A speech therapist suggested testing for autism and they got the diagnosis just before he turned 3.
He spent the next three years in early learning programs until Golden launched the program; Aaron was one of four in the original class.
Over the years, first at Ponderosa Elementary, where the program is located for younger children, and later at the middle and high schools, faculty worked with Aaron and tracked his progress. When he was nine and showing signs of hitting his head and otherwise hurting himself, teachers and aides worked closely with Baker to minimize the harm.

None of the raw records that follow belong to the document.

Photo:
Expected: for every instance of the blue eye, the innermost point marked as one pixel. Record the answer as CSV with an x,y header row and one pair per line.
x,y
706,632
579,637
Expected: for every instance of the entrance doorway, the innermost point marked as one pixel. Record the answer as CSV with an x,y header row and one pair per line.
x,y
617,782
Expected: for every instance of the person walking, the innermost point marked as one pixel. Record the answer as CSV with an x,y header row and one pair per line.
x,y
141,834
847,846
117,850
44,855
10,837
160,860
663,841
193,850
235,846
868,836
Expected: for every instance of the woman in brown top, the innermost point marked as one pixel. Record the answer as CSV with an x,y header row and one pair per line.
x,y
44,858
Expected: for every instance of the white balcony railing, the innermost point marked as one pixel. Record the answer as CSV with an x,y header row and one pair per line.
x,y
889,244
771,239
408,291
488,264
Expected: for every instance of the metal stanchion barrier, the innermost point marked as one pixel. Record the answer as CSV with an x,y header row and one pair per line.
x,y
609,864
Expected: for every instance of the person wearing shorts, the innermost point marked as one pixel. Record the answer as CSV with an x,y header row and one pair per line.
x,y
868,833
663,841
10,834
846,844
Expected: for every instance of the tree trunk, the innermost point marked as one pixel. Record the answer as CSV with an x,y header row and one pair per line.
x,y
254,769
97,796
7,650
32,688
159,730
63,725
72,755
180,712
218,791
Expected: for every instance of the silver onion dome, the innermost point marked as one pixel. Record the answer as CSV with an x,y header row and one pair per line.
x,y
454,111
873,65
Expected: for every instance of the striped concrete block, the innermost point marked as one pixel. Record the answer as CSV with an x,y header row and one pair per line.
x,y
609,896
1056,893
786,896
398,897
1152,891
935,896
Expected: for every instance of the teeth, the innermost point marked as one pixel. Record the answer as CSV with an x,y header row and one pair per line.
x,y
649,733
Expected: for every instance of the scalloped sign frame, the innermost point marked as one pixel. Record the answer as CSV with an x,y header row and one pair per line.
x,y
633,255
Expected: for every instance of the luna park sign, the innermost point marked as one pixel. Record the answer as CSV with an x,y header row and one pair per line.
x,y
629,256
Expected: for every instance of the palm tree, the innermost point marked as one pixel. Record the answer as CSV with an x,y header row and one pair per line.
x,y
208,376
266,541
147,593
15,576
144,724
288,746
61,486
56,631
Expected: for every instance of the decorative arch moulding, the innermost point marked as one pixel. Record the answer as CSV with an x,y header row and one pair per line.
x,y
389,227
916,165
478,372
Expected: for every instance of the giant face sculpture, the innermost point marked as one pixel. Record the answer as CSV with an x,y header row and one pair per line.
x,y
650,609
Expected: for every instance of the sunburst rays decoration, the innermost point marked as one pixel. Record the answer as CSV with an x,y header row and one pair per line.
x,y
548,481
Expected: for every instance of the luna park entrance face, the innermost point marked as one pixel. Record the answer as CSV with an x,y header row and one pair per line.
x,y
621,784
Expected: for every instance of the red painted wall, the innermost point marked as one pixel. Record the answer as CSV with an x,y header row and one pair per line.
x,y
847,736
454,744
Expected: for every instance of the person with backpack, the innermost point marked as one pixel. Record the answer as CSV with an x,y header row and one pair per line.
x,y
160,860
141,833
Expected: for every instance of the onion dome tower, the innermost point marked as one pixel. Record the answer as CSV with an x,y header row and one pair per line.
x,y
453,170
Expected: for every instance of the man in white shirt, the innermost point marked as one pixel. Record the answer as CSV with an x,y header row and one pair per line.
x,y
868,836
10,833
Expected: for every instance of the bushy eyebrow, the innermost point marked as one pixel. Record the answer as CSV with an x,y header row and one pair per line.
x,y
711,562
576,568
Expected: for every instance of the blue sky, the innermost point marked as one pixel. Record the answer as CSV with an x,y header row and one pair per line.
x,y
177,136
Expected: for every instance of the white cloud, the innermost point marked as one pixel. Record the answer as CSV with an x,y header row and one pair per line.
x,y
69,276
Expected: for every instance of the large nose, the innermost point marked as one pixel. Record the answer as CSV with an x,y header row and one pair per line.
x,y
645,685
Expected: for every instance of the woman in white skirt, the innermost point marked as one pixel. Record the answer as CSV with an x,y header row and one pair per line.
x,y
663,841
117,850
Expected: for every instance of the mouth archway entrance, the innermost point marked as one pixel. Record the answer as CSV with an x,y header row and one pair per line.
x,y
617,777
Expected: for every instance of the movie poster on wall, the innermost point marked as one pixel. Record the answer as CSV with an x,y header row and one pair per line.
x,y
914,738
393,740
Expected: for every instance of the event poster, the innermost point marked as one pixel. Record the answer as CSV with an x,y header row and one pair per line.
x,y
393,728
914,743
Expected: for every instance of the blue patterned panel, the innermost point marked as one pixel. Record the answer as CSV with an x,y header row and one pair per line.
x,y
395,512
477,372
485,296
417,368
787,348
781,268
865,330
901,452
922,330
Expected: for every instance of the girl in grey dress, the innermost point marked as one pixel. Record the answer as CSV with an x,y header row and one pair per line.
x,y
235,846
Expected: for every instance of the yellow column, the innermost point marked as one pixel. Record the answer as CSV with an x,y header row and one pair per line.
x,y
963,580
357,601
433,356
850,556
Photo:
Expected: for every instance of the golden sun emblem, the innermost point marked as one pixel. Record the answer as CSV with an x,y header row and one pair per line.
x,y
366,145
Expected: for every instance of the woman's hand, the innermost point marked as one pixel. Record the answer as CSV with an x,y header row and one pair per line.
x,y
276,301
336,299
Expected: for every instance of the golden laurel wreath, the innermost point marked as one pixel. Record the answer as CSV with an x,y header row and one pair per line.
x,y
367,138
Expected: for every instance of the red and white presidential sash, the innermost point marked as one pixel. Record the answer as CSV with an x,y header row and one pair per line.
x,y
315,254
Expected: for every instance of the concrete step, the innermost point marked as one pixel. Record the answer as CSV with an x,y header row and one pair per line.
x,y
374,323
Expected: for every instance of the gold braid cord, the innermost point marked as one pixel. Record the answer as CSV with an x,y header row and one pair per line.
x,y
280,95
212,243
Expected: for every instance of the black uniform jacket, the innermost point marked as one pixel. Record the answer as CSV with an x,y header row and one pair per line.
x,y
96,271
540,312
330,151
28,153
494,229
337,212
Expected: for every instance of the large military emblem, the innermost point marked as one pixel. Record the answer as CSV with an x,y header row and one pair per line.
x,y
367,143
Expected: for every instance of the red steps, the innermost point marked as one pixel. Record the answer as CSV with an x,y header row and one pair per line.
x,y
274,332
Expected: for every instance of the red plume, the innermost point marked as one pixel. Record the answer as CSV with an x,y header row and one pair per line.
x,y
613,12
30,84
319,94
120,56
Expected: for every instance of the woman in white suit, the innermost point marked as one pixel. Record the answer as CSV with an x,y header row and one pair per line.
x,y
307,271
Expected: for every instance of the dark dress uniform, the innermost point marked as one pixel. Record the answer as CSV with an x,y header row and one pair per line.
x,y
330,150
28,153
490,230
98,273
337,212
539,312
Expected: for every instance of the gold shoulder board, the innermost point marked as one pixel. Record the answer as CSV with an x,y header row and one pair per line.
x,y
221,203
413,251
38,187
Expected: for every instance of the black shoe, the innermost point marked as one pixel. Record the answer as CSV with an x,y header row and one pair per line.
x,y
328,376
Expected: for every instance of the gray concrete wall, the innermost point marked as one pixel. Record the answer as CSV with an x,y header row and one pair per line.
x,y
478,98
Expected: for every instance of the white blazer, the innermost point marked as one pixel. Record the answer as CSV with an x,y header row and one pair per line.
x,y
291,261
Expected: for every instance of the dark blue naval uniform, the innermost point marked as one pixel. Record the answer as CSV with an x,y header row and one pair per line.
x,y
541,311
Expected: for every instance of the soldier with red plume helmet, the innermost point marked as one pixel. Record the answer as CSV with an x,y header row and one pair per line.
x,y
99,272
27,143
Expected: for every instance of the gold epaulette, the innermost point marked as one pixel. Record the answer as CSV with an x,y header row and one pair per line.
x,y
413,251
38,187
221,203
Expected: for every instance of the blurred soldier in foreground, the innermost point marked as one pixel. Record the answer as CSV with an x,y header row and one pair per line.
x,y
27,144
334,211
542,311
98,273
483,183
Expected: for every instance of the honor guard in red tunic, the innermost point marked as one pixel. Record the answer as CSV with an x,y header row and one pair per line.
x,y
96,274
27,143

“It was immaculate the way they handled it. They were always professional. They always called me if there were problems and asked for my suggestions, or notified me if they needed me to come get him,” Baker said. “Communication was always open.”
That continued in high school. “Boyd County High School has bent over backwards to help educate Aaron,” she said.
He was there seven years and was learning slowly but steadily the entire time, Baker said. By now he can add double-digit numbers and she believes he is still teachable.
When he was first diagnosed, some suggested she institutionalize him, but that has never been an option, she said. “There’s a reason God gave him to me. I want to do for him because that is what was chosen.”
As he has grown older and larger, keeping him has gotten more difficult. Aaron goes where his mother goes, including to England Hill Freewill Baptist Church, where she says the congregation accepted him “right off the bat.”
But autistic people are prone to public displays of distress that can be loud and intimidating. Every autistic person is different and reacts to different visual, aural and emotional cues.
Aaron, for instance, is sensitive to certain musical tones and has been known to turn off radios or televisions uninvited if the sound annoyed him.
About three times a day he has what Baker refers to as an “episode,” usually two minor ones and one major.
Still, considering his complete lack of verbal ability and complete intolerance for the presence of strangers when he entered the program, Aaron has made significant progress — Golden calls it lifechanging progress. “There is hope that he can be productive to society and that’s our goal,” she said.
The future is uncertain, but Baker doesn’t want to give up on her son. “If I can keep him with me until I die, I will,” she said.